Он это сказал, обратившись к женской половине. Девушки ничего не ответили на это, но по всему было заметно, они сочувственно приняли его слова. Вдруг корка черного хлеба влетела Неустроеву в лоб. Он демонстративно пожал плечами, покачал головой и пристально поглядел в сторону переходни-ковцев. В это время в затишье Мозгун произнес:

— Совпаденья больше не будет.
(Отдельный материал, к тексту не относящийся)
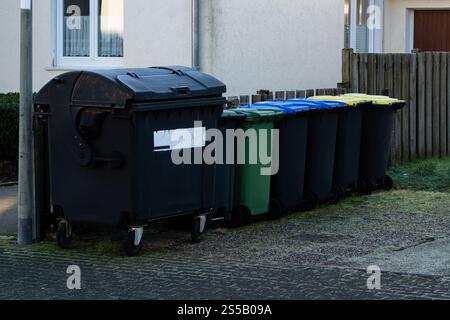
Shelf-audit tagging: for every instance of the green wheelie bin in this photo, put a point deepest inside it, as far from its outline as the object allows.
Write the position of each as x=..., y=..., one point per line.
x=253, y=178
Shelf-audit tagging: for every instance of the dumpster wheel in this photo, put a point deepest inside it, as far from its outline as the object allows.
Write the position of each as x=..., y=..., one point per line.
x=275, y=209
x=197, y=228
x=364, y=188
x=242, y=217
x=310, y=201
x=133, y=247
x=388, y=183
x=64, y=234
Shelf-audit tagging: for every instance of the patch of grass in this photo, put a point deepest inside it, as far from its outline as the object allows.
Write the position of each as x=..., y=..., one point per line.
x=423, y=175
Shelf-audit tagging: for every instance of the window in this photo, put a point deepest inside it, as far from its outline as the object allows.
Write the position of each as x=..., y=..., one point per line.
x=364, y=25
x=89, y=32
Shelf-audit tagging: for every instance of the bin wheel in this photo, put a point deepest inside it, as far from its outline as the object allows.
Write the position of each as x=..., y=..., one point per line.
x=196, y=229
x=64, y=235
x=337, y=194
x=388, y=183
x=311, y=201
x=364, y=188
x=241, y=217
x=276, y=209
x=131, y=249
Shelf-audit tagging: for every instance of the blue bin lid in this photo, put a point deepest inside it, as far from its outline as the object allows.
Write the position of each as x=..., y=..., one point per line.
x=319, y=104
x=286, y=106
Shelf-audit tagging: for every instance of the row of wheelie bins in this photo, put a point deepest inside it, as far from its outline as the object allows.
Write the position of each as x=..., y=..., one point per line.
x=126, y=147
x=328, y=146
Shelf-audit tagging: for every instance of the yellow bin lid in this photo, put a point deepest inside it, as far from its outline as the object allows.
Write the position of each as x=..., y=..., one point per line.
x=349, y=100
x=377, y=100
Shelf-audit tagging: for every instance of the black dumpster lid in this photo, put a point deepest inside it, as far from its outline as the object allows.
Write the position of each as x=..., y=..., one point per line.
x=117, y=86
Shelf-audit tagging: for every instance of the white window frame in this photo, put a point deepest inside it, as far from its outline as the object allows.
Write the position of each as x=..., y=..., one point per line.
x=375, y=39
x=93, y=60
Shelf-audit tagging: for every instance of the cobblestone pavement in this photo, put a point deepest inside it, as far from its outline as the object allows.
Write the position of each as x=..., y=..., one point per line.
x=41, y=274
x=316, y=255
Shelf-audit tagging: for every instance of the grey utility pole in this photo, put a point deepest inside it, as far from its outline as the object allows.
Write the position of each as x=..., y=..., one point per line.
x=25, y=196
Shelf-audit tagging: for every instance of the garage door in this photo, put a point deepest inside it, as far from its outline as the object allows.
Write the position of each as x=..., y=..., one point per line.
x=432, y=30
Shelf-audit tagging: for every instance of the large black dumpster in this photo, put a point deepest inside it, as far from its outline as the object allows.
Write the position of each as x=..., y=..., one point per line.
x=112, y=134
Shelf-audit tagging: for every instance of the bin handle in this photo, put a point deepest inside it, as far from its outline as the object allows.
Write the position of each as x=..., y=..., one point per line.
x=84, y=153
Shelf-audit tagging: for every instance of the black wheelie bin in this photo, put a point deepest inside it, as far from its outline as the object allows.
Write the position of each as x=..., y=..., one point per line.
x=377, y=128
x=287, y=185
x=116, y=138
x=320, y=154
x=348, y=143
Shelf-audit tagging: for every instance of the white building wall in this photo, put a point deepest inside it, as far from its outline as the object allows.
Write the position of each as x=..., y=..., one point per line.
x=9, y=45
x=277, y=45
x=396, y=30
x=248, y=44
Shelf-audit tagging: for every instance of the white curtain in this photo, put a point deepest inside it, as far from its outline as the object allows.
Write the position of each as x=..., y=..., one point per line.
x=76, y=38
x=111, y=28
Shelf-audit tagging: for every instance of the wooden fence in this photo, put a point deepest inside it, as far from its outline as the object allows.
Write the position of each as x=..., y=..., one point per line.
x=422, y=129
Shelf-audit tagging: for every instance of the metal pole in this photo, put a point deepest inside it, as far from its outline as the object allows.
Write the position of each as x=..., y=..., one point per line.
x=196, y=34
x=25, y=196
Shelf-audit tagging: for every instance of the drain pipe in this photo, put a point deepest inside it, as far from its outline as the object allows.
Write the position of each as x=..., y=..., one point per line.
x=196, y=34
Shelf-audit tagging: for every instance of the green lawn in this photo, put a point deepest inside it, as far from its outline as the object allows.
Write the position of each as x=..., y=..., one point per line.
x=423, y=175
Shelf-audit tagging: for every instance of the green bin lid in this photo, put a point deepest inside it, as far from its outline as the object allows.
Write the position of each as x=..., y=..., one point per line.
x=255, y=115
x=231, y=114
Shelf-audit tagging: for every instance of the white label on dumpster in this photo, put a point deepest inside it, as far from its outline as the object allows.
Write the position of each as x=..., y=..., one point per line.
x=177, y=139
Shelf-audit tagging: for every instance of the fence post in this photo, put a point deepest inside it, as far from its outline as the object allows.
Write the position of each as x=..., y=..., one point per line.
x=346, y=67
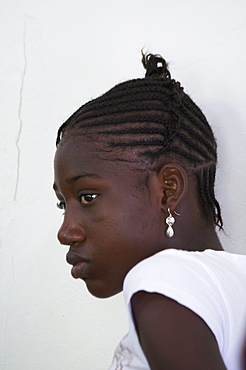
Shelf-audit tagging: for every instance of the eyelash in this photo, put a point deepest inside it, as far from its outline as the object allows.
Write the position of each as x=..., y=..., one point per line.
x=62, y=205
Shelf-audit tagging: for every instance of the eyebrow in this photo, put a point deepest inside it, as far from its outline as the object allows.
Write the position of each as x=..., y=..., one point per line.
x=75, y=178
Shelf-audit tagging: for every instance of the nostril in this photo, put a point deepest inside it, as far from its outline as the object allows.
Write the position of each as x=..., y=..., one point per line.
x=69, y=234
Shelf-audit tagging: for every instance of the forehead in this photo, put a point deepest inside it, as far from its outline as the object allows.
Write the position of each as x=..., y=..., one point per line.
x=77, y=156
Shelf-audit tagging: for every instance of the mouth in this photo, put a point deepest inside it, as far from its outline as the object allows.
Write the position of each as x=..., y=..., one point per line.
x=80, y=265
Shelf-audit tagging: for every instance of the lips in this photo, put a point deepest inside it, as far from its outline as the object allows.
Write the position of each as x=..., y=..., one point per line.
x=80, y=265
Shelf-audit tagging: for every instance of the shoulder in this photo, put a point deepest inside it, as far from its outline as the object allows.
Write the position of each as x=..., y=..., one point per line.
x=172, y=335
x=181, y=272
x=208, y=284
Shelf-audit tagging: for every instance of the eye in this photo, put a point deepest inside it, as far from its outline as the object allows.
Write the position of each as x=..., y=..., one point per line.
x=61, y=205
x=87, y=198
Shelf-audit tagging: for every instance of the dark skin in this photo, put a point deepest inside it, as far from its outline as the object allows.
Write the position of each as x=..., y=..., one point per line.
x=112, y=222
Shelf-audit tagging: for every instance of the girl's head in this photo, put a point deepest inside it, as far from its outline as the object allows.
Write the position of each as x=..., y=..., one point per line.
x=148, y=120
x=122, y=161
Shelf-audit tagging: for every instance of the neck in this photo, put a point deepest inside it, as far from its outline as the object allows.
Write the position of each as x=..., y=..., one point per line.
x=196, y=237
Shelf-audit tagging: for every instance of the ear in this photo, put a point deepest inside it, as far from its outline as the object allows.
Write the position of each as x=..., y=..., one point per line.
x=174, y=183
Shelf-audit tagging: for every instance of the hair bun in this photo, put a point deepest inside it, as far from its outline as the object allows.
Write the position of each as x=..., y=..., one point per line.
x=155, y=65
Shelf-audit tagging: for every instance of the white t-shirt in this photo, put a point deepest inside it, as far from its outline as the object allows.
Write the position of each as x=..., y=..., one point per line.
x=210, y=283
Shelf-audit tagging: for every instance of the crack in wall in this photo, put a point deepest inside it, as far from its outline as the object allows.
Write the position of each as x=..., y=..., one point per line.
x=17, y=142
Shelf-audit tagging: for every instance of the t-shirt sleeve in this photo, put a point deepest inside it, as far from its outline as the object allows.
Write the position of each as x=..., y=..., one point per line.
x=186, y=278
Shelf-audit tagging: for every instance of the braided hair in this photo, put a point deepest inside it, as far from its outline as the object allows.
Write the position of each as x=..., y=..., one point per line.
x=156, y=118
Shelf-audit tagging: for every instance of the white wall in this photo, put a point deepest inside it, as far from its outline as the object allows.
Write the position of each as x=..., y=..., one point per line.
x=56, y=55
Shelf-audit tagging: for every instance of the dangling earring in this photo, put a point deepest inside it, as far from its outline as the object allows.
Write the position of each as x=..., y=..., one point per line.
x=170, y=220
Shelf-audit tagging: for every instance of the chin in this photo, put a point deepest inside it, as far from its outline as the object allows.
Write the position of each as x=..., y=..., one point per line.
x=99, y=290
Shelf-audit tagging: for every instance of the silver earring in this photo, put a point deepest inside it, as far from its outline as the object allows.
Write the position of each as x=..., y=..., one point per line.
x=170, y=221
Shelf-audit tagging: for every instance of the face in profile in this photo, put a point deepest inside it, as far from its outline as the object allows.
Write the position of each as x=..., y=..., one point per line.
x=112, y=220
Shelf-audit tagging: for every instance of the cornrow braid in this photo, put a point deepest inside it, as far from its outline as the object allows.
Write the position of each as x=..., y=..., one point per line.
x=157, y=118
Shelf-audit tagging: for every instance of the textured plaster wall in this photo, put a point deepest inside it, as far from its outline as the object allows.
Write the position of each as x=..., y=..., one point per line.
x=56, y=55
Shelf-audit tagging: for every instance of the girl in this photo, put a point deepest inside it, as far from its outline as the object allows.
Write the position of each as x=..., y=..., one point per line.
x=134, y=173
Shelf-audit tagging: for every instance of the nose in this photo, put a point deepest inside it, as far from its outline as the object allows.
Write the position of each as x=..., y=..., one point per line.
x=70, y=232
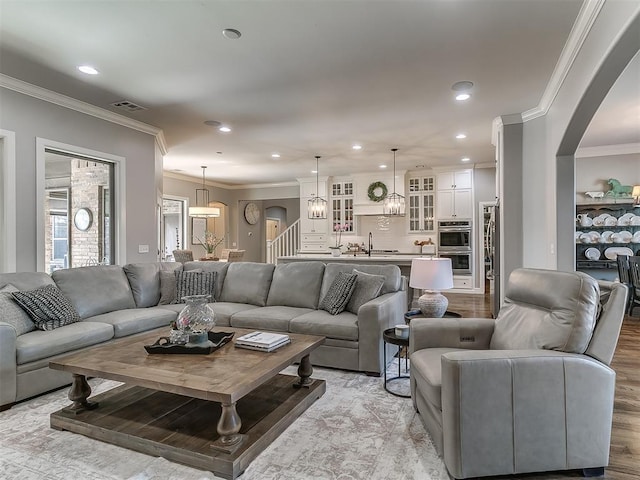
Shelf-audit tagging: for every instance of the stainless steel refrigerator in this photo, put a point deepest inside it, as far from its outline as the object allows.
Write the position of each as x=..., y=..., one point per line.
x=492, y=255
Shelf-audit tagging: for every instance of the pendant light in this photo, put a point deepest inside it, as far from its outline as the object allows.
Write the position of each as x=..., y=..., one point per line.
x=317, y=206
x=394, y=202
x=202, y=208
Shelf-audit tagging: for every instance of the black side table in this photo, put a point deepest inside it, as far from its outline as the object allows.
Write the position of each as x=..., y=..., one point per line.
x=389, y=336
x=418, y=314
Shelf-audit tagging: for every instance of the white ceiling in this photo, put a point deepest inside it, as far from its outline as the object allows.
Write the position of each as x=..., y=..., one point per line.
x=307, y=77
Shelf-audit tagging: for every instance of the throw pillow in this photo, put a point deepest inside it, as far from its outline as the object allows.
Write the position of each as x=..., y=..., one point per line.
x=47, y=307
x=195, y=283
x=367, y=288
x=339, y=293
x=12, y=313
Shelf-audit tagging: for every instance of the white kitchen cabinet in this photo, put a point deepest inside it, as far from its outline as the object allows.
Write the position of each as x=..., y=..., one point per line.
x=458, y=179
x=455, y=194
x=421, y=204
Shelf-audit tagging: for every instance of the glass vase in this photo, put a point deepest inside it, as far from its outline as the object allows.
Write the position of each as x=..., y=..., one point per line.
x=196, y=318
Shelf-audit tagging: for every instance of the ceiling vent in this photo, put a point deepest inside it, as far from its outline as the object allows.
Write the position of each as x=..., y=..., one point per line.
x=127, y=105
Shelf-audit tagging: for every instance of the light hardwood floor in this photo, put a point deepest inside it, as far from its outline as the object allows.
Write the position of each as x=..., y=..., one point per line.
x=624, y=461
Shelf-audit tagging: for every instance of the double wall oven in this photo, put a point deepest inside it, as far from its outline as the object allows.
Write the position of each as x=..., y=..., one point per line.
x=454, y=242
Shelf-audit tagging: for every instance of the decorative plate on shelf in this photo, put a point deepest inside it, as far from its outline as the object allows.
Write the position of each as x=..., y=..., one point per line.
x=612, y=252
x=592, y=253
x=605, y=237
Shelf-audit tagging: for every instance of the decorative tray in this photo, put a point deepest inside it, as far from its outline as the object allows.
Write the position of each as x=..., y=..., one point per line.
x=216, y=340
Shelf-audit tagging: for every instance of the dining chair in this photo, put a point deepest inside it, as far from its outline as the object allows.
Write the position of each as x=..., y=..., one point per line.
x=624, y=275
x=634, y=274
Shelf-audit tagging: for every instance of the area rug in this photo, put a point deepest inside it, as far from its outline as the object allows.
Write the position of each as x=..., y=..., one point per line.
x=357, y=430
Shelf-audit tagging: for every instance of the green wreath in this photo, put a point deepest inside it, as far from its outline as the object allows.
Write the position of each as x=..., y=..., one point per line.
x=372, y=191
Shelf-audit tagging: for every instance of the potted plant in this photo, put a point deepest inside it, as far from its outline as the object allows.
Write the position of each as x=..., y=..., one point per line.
x=210, y=243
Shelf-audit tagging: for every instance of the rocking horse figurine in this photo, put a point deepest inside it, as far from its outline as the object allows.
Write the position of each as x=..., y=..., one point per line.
x=618, y=190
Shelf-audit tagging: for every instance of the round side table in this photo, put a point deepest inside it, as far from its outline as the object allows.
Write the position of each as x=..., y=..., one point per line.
x=389, y=336
x=418, y=314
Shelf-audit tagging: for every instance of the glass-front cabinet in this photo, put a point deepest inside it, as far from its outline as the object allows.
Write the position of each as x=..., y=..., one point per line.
x=421, y=203
x=342, y=206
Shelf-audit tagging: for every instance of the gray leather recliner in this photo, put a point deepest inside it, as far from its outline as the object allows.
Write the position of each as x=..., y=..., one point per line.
x=530, y=391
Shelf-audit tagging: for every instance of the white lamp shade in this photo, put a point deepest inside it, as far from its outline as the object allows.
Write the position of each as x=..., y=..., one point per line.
x=204, y=212
x=431, y=274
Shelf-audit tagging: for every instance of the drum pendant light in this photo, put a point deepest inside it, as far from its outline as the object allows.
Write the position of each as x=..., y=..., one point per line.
x=394, y=202
x=202, y=208
x=317, y=206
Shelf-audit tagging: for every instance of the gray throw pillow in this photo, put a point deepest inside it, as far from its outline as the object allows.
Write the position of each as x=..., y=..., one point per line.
x=367, y=288
x=339, y=293
x=48, y=307
x=12, y=313
x=195, y=283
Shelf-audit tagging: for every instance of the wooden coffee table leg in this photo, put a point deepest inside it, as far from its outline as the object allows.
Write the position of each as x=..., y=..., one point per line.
x=78, y=394
x=228, y=428
x=304, y=371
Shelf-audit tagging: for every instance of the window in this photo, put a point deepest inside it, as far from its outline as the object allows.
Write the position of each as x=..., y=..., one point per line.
x=78, y=211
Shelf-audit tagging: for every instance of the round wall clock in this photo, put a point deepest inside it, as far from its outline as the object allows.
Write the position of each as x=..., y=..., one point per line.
x=83, y=219
x=251, y=213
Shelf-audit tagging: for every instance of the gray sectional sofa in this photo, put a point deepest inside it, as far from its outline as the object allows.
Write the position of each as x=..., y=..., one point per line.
x=115, y=302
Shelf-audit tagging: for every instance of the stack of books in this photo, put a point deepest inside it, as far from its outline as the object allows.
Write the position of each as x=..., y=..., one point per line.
x=262, y=341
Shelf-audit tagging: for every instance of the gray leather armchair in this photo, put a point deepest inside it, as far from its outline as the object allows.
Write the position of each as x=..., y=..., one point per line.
x=530, y=391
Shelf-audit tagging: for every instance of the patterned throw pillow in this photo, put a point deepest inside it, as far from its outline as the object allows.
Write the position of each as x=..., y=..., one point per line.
x=194, y=283
x=12, y=313
x=368, y=287
x=47, y=307
x=339, y=293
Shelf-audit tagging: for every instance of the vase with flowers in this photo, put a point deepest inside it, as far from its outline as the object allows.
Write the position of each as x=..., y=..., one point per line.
x=210, y=243
x=336, y=249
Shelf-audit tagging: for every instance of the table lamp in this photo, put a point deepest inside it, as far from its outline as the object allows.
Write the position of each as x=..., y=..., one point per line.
x=432, y=275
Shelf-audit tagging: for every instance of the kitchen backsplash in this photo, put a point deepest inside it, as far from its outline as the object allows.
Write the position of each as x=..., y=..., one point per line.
x=389, y=233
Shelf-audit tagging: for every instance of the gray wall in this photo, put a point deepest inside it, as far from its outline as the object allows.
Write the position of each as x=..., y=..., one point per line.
x=540, y=205
x=29, y=118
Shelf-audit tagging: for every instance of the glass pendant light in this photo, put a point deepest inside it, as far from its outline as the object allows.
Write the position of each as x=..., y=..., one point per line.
x=202, y=208
x=394, y=202
x=317, y=206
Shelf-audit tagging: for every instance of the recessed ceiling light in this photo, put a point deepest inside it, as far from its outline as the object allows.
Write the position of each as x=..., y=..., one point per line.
x=231, y=33
x=462, y=89
x=89, y=70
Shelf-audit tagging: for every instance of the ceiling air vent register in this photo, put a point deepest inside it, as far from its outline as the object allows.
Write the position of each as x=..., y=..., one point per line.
x=127, y=105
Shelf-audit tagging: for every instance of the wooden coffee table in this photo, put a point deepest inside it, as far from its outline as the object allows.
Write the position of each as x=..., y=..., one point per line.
x=215, y=412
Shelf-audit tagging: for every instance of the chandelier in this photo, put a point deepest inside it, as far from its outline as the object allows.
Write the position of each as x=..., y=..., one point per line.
x=394, y=202
x=202, y=208
x=317, y=206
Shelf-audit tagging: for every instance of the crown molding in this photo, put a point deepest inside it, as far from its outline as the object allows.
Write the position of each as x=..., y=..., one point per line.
x=40, y=93
x=581, y=27
x=227, y=186
x=608, y=150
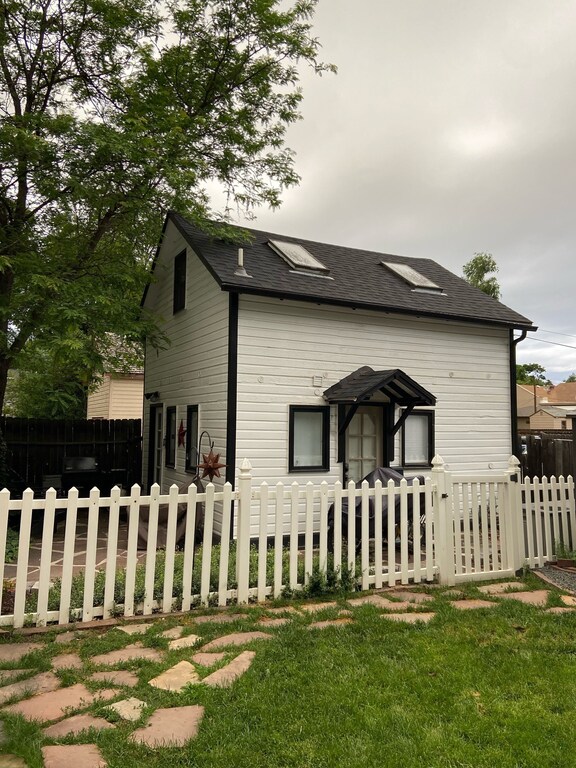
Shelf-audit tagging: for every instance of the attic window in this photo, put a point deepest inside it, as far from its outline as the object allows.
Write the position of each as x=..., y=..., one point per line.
x=417, y=281
x=298, y=257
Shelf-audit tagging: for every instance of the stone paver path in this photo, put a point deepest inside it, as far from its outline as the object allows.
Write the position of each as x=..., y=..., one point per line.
x=51, y=701
x=170, y=727
x=73, y=756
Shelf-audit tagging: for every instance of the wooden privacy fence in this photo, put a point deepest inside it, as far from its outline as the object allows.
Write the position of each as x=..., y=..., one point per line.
x=37, y=447
x=449, y=527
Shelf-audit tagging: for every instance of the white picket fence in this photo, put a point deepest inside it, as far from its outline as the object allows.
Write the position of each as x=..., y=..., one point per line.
x=450, y=527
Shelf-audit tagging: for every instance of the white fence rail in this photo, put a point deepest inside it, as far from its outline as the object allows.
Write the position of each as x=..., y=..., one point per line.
x=450, y=527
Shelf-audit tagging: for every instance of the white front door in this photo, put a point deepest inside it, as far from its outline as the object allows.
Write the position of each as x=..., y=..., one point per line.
x=364, y=442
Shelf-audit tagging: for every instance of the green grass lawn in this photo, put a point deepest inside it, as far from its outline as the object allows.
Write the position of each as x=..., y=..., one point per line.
x=490, y=688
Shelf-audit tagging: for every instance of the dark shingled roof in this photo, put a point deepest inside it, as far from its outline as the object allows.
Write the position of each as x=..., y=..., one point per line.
x=358, y=278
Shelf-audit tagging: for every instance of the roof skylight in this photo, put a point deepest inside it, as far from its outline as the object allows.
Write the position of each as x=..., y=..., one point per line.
x=298, y=257
x=413, y=277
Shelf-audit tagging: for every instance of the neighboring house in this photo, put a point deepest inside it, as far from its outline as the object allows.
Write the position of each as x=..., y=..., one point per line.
x=319, y=362
x=119, y=396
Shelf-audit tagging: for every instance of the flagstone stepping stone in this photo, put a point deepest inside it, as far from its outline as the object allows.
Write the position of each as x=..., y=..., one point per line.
x=220, y=618
x=128, y=709
x=183, y=642
x=503, y=586
x=560, y=609
x=330, y=623
x=236, y=638
x=313, y=607
x=172, y=634
x=67, y=661
x=568, y=599
x=10, y=674
x=207, y=659
x=116, y=677
x=129, y=653
x=176, y=678
x=12, y=761
x=409, y=618
x=267, y=621
x=53, y=705
x=134, y=629
x=76, y=724
x=41, y=683
x=537, y=597
x=412, y=597
x=16, y=651
x=378, y=601
x=467, y=605
x=65, y=637
x=172, y=727
x=224, y=677
x=73, y=756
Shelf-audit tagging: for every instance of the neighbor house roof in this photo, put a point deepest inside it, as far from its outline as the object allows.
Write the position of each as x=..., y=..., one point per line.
x=352, y=277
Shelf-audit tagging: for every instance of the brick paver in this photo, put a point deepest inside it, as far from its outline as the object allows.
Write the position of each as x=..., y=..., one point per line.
x=236, y=638
x=76, y=724
x=173, y=727
x=224, y=677
x=73, y=756
x=177, y=677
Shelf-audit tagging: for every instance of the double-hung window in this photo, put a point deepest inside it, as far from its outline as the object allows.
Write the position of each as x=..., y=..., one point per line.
x=309, y=438
x=418, y=439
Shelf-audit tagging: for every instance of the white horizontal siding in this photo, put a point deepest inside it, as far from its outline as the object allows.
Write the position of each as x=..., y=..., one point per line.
x=283, y=345
x=192, y=370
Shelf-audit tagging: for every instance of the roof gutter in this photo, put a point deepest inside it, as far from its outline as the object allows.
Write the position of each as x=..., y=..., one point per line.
x=515, y=443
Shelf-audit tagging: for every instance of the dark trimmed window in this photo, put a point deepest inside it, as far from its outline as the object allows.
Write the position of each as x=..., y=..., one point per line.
x=418, y=439
x=179, y=301
x=309, y=438
x=170, y=448
x=192, y=438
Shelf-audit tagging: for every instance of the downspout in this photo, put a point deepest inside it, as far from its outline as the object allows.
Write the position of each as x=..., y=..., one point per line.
x=232, y=395
x=513, y=397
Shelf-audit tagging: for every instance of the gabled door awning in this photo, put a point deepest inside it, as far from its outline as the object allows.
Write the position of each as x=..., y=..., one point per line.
x=396, y=386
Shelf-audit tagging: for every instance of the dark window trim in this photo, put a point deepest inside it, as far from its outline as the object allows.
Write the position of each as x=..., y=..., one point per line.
x=325, y=411
x=431, y=438
x=191, y=464
x=179, y=288
x=170, y=447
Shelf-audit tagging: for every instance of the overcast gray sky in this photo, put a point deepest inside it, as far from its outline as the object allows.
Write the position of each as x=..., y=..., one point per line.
x=450, y=129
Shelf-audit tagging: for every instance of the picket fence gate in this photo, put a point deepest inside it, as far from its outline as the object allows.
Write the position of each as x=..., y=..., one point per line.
x=450, y=527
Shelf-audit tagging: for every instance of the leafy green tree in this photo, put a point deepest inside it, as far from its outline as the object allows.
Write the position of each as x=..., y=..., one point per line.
x=113, y=111
x=532, y=373
x=479, y=273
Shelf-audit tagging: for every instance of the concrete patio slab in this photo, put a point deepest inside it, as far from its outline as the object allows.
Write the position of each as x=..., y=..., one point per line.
x=173, y=727
x=73, y=756
x=76, y=724
x=224, y=677
x=41, y=683
x=176, y=678
x=236, y=638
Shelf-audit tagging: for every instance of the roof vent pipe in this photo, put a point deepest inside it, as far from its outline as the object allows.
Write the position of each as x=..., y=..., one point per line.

Установил истину и отделим баранов от козлищ.

Опять поднялись крики, опять бросили коркой в Неустроева.

— Что за намек? — спокойно спросил Неустроев Мозгуна в упор. — Если уж начистоту перед товарищами говорить об овцах и козлах в нашем движенье, то позволь напомнить (опять же не в плане личной злобы это говорю, а для установления фактов), кто это сказал про редактора нашего: «Я вижу его разыгрывающим из себя вождя, высокомерного от нескольких книжек, которые он прочитал сверх тех, что всеми читаны»? Кто это сказал про того, кто несет все тяжести по преодоленью некультурности масс на заводе, кто перестраивает деревенских Переходниковых в сознательных пролетариев? И что это за чистоплюйство — измерять ум и деятельность и значение людей количеством прочитанных книжек? А?

Мозгун молчал, все слушали с затаенным вниманием. Воспользовавшись этим, Неустроев решительнее спросил Мозгуна:

— А кто назвал отсеков цеховых ячеек, снятых за перегибы, за администрирование, Чингисханами не по своей воле. То есть как же это — Чингисхан? То есть как же это — не по своей воле? Значит, чингисханство в нашей партии насаждается сверху.

Опять все молчали, глядя на Мозгуна. Он был бледен как полотно.

— Кто тот, что хочет отделить козлов от овец? Он вот перед вами, негласно льет помои на партию. Такт и отвращенье к сплетне не позволяют мне ворошить навоз его слов, от них нехорошо пахнет, и лучше их обойти. Но если будет потревожена моя честность комсомольца, я потревожу все погреба его словесного мусора, под которым скрывается хлам незрелой и низкой мысли, отнюдь не пролетарской.

Мозгун закрылся рукавом от публики и склонил голову. Слышно было уже дыханье людей. Неустроев говорил теперь спокойнее, величавее, с закругленными жестами.

— Вот вы, кто за Мозгуна и Персходникова стоите и моим ударникам носы бьете, обижаетесь, что в моей бригаде вас контриками назвали. Но скажите, при таком поведении ваших вождей могу ли я сдержать мою бригаду от того, чтобы она по-своему грубо, но здорово реагировала на его подобные изречения? Еще я не все ей открываю, и это, может быть, преступленье с моей стороны. Мог ли я сказать, например, зная, какой это раздор посеет в нашей среде, что Мозгун подобным образом отзывается о партруководителях? Одного, например, из видных краевых работников назвал человеком великих стремлений и мелких дрязг. Когда был слет ударников, один из краевых работников сказал резонно, что, не подготовившись к приему ударников, он мог бы уронить партийный авторитет, а Мозгун на весь зал отвечает: «Не поднявши авторитета — не уронишь». Конечно, среди маловыдержанных элементов ударничества смешки, подхихикиванья, конечно, это мещанству на руку. Одного он назовет «монументом глупости», другого — «изболтавшимся псевдоленинцем», третьего — «либеральным перевертнем». А недавно про один доклад самого Кузьмы — самого Кузьмы, заметьте! — сказал: «Он не доказывает свои взгляды, он их декретирует». Я мог бы привести миллионы примеров беспринципности Мозгуна, тлетворных моментов влияния на массы, речевой неосторожности. Но молчал. А если боролся, то у всех на виду, гласно. И после этого нас же упрекают в демагогии! Товарищи! Где же справедливость?

И в тишине раздался голос Мозгуна:

— Какой мошенник! Какое мастерство в обращении с мыслями, какая проституирующая философистика! Райком отличит врага от гадины. Довольно, я ухожу. Или я, или ты на заводе. Иного выхода нет. Нет! Пусть все запомнят это. Пусть все запомнят, я говорю здесь со всей ответственностью: этого псалмопевца вскоре не будет среди нас!

Вдруг раздался женский крик. После этот рядом с Неустроевым появилась Сиротина на столе.